I. Penatalaksanaan DHF
Untuk penderita tersangka DHF sebaiknya dirawat dikamar yang bebas nyamuk
(berkelambu) untuk membatasi penyebaran. Perawatan kita berikan sesuai dengan masalah yang
ada pada penderita sesuai dengan beratnya penyakit.
1. Derajat I:
a. Terdapat gangguan kebutuhan nutrisi dan keseimbangan elektrolit karena adanya
muntah, anorexsia.
b. Gangguan rasa nyaman karena demam, nyeri epigastrium, dan perputaran bola mata.
Perawatan:
a. Istirahat baring,
b.
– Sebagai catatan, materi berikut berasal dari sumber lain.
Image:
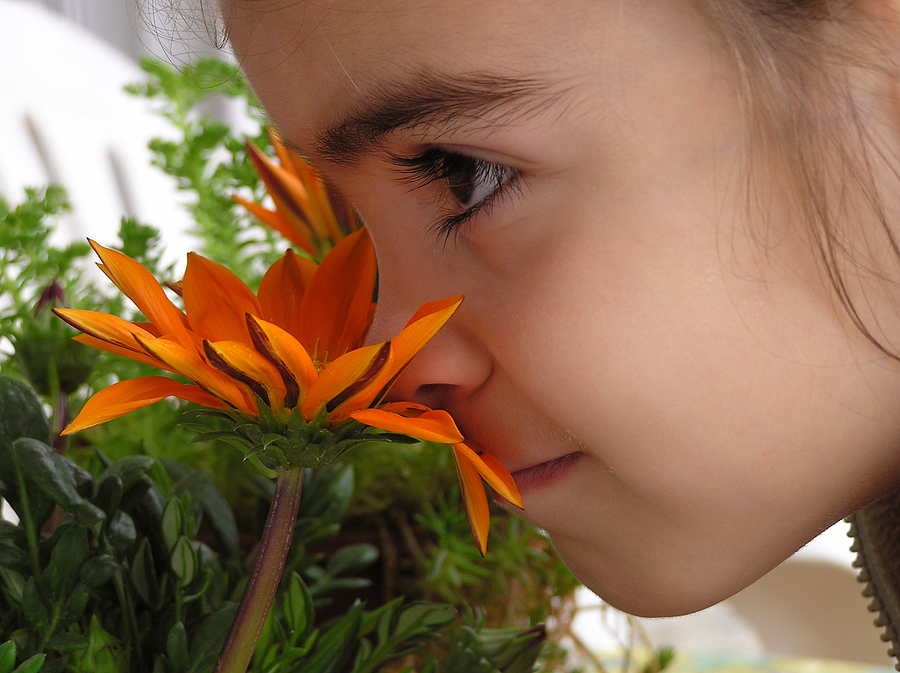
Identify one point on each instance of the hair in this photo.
(801, 63)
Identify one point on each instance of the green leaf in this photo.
(183, 561)
(69, 552)
(13, 557)
(176, 648)
(209, 638)
(32, 604)
(32, 665)
(7, 656)
(351, 559)
(298, 607)
(21, 413)
(98, 570)
(47, 470)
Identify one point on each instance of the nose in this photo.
(451, 366)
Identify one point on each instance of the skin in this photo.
(677, 392)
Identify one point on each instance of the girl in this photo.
(675, 226)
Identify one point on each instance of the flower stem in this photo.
(265, 576)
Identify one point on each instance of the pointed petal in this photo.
(282, 288)
(334, 316)
(288, 355)
(139, 285)
(475, 498)
(191, 365)
(216, 301)
(245, 364)
(109, 328)
(492, 471)
(347, 376)
(125, 396)
(272, 219)
(430, 426)
(136, 355)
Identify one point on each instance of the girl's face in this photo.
(647, 345)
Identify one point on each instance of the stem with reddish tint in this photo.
(265, 576)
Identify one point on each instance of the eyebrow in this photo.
(431, 98)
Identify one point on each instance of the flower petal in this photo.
(191, 365)
(336, 309)
(492, 471)
(433, 425)
(245, 364)
(353, 375)
(282, 288)
(474, 496)
(424, 324)
(105, 327)
(216, 301)
(125, 396)
(274, 220)
(288, 355)
(139, 285)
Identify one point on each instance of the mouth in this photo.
(544, 473)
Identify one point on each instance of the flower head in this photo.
(287, 364)
(304, 205)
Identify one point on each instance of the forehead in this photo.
(310, 61)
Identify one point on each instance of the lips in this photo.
(544, 473)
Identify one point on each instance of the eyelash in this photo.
(436, 165)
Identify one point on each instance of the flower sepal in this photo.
(270, 442)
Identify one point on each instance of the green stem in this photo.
(265, 576)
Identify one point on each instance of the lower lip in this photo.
(544, 473)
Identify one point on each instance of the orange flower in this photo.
(292, 357)
(304, 206)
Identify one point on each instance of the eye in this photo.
(471, 185)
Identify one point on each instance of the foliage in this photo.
(132, 544)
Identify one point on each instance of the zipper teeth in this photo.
(874, 586)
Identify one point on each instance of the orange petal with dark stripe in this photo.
(139, 285)
(216, 301)
(492, 471)
(474, 496)
(335, 314)
(125, 396)
(282, 289)
(433, 425)
(349, 375)
(191, 365)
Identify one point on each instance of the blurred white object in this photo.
(65, 118)
(810, 606)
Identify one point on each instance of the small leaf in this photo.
(184, 563)
(7, 656)
(32, 665)
(98, 570)
(176, 648)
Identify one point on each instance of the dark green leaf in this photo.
(32, 665)
(98, 570)
(21, 415)
(210, 637)
(7, 656)
(176, 648)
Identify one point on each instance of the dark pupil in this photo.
(461, 173)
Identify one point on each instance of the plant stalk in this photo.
(265, 576)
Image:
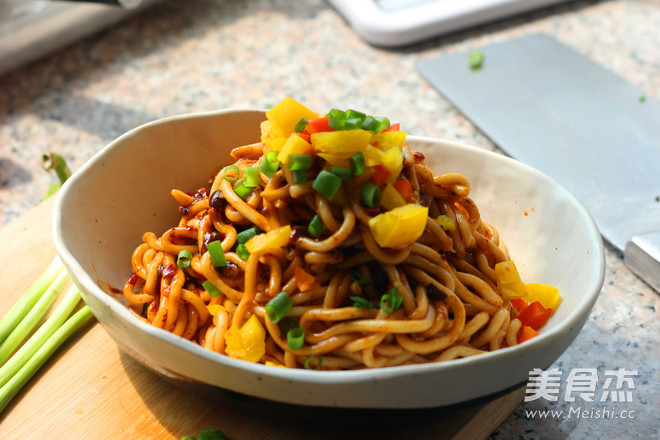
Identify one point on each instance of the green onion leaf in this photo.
(370, 194)
(297, 162)
(183, 259)
(300, 125)
(241, 251)
(327, 184)
(211, 289)
(300, 176)
(315, 227)
(295, 338)
(251, 177)
(231, 178)
(342, 173)
(217, 253)
(391, 301)
(242, 191)
(357, 163)
(476, 59)
(362, 303)
(319, 362)
(278, 307)
(357, 277)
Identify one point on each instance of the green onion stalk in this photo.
(20, 360)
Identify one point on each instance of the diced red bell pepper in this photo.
(526, 333)
(535, 315)
(404, 188)
(318, 125)
(381, 174)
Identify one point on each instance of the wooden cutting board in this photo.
(91, 390)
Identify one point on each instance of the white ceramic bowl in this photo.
(102, 211)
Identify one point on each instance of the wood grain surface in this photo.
(90, 389)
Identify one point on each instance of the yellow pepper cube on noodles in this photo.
(293, 145)
(275, 238)
(286, 114)
(247, 342)
(546, 294)
(508, 280)
(343, 143)
(399, 226)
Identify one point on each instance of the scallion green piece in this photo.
(315, 226)
(251, 177)
(211, 289)
(297, 162)
(183, 259)
(241, 251)
(357, 163)
(391, 301)
(300, 176)
(342, 173)
(242, 191)
(278, 307)
(231, 178)
(217, 253)
(295, 338)
(362, 303)
(300, 125)
(319, 362)
(327, 184)
(357, 277)
(370, 194)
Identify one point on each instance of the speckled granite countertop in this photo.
(202, 55)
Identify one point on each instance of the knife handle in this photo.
(642, 256)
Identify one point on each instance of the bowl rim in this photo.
(575, 317)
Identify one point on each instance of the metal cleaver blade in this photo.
(554, 109)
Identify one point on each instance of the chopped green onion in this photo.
(391, 301)
(244, 236)
(357, 163)
(217, 253)
(370, 194)
(270, 164)
(231, 178)
(300, 176)
(337, 119)
(315, 227)
(297, 162)
(357, 277)
(295, 338)
(251, 177)
(300, 125)
(242, 191)
(211, 434)
(327, 184)
(362, 303)
(476, 59)
(183, 259)
(278, 306)
(319, 362)
(342, 173)
(241, 251)
(211, 289)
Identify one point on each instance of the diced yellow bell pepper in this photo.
(508, 280)
(399, 226)
(343, 143)
(286, 114)
(390, 198)
(293, 145)
(247, 342)
(547, 295)
(389, 139)
(272, 239)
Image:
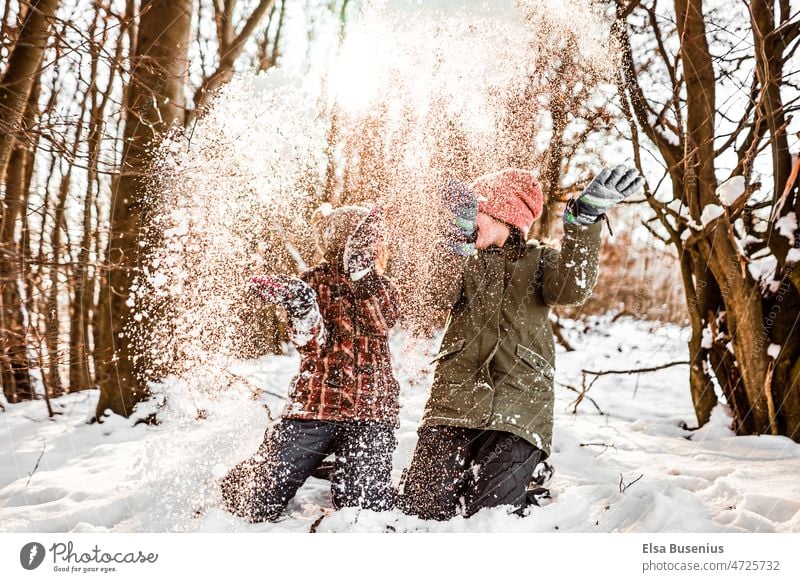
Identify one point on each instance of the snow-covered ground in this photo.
(65, 475)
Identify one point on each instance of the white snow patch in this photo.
(711, 212)
(787, 225)
(729, 191)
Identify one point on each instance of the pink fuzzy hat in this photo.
(512, 196)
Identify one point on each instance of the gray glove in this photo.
(606, 190)
(462, 232)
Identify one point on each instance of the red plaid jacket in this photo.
(349, 376)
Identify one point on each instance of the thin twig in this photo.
(637, 371)
(36, 466)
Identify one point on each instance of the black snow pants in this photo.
(462, 470)
(260, 487)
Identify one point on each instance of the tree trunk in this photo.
(16, 378)
(22, 72)
(717, 248)
(155, 100)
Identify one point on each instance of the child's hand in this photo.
(604, 192)
(462, 203)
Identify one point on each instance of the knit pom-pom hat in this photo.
(512, 196)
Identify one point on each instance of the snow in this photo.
(787, 225)
(711, 212)
(729, 191)
(123, 478)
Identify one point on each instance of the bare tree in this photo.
(154, 102)
(744, 317)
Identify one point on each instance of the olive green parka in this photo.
(495, 368)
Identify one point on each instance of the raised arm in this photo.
(569, 275)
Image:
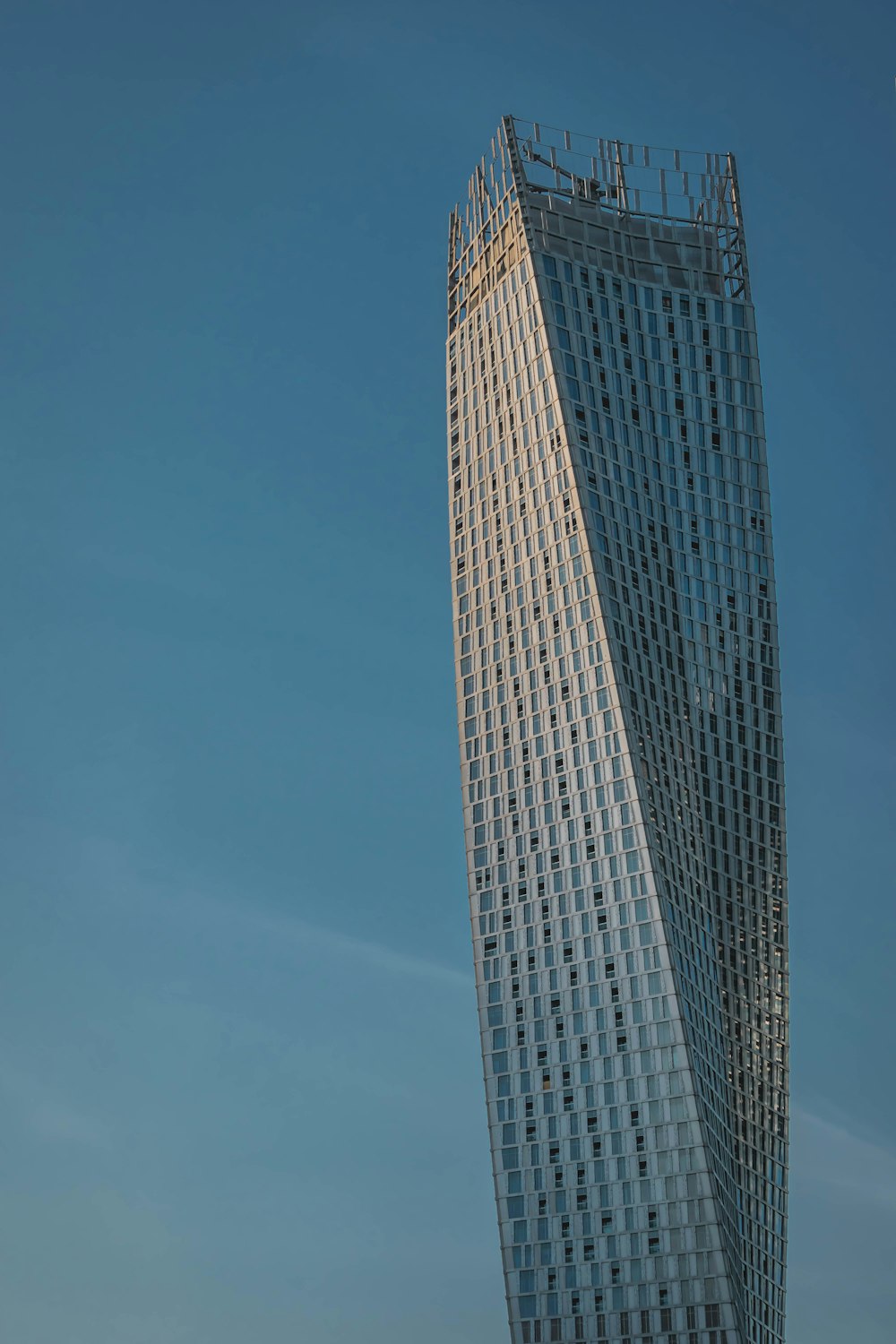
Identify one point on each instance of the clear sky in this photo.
(239, 1081)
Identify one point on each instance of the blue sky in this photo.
(239, 1082)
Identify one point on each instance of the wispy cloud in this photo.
(112, 871)
(833, 1153)
(47, 1116)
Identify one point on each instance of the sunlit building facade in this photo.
(621, 754)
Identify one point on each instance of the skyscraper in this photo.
(619, 723)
Makanan lunak (bila belum ada nafsu makan dianjurkan minum yang banyak 1500-
2000cc/hari),
c. Diberi kompre dingin,
d. Memantau keadaan umum, suhu, tensi, nadi dan perdarahan,
e. Diperiksakan Hb, Ht, dan thrombosit,
f. Pemberian obat-obat antipiretik dan antibiotik bila dikuatirkan akan terjadi infeksi
sekunder
2. Derajat II: Peningkatan kerja jantung adanya epitaxsis melena dan hemaesis.
Perawatan:
a. Bila terjadi epitaxsis darah dibersihkan dan pasang tampon sementara,
b. Bila penderita sadar boleh diberi makan dalam bentuk lemak tetapi bila terjadi
hematemesis harus dipuaskan dulu,
c. Mengatur posisi kepala dimiringkan agar tidak terjadi aspirasi,
d. Bila perut kembung besar dipasang maag slang, sedapat mungkin membatasi terjadi
pendarahan,
e. Jangan sering ditusuk,
f. Pengobatan diberikan sesuai dengan intruksi dokter,
g. Perhatikan teknik-teknik pemasangan infus,
h. Jangan menambah pendarahan,
i. Tetap diobservasi keadaan umum, suhu, nadi, tensi dan pendarahannya, semua
kejadian dicatat dalam catatan keperawatan, bila keadaan memburuk segera lapor
dokter.
3. Derajat III:
a. Terdapat gangguan kebutuhan O2 karena
b. Kerja jantung menurun,
c. Penderita mengalami pre shock/shock.
Perawatan:
a. Mengatur posisi tidur penderita,
b. Tidurkan dengan posisi terlentang dengan kepala extensi,
c. Membuka jalan nafas dengan cara pakaian yang ketat dilonggarkan,
d. Bila ada lendir dibersihkan dari mulut dan hidung,
e. Beri oksigen,
f. Diawasi terus-meneris dan jangan ditinggal pergi,
g. Kalau pendarahan banyak (Hb turun) mungkin berikan transfusi atas izin dokter,
h. Bila penderita tidak sadar diatur selang selin
i. Perhatian kebersihan kulit juga pakaian bersih dan kering.